MXene-boosted MOF-derived hierarchical porous C, N-doped In₂O₃/Gd₂MoO₆ heterostructures with rich oxygen vacancies enable highly efficient bifunctional electrocatalysts for water/seawater electrolysis

Developing efficient non-noble metal catalysts is crucial for reducing costs and addressing the scarcity issues associated with noble-metal-based electrocatalysts for water splitting. In this study, metal–organic frameworks-derived C, N-doped In₂O₃ with abundant oxygen vacancies were synthesized by pyrolysis of NH₂-MIL-68(In). To enhance its performance, 3D flower-like xGd₂MoO₆ (x = 10, 20, 30, 40, and 50 wt%) was integrated with In₂O₃ and 5 % MXene, forming a composite denoted as x-GInMx. The bifunctional 4-GInMx@nickel foam (NF) electrocatalyst exhibited outstanding performance, achieving low hydrogen evolution reaction (HER) overpotentials (η) of 110 and 104 mV with Tafel slopes of 83 and 76 mV/dec at current density (J) of 10 mA/cm² in alkaline freshwater (FW) and natural seawater (SW), respectively. Additionally, it demonstrated low oxygen evolution reaction (OER) η of 160 and 200 mV, along with Tafel slopes of 97 and 77 mV/dec in FW and SW, respectively.
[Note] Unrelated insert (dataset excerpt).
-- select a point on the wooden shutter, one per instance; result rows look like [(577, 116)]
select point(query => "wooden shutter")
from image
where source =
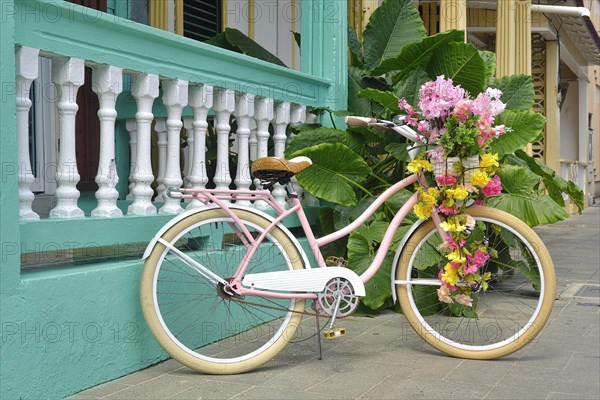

Notably, 4-GInMx@NF outperformed IrO₂@NF and approached the performance of Pt/C@NF, while also demonstrating excellent stability in corrosive SW environments. The overall water-splitting electrolyzer assembled with 4-GInMx@NF||4-GInMx@NF electrode achieved low cell voltages of 1.56 (FW) and 1.62 V (SW) at 10 mA/cm², outperforming the benchmark Pt/C@NF||IrO₂@NF electrolyzer. Additionally, density functional theory calculations provide evidence of improved catalytic activity and reaction kinetics of the GInMx heterostructures by analyzing the underlying HER and OER pathways. The exceptional performance of 4-GInMx is attributed to its high surface area, synergistic effects, multiple active sites, enhanced electrical conductivity, and resistance to structural degradation. This work highlights 4-GInMx as a promising, cost-effective bifunctional electrocatalyst for sustainable H₂ production, reduced carbon emissions, and enhanced environmental protection.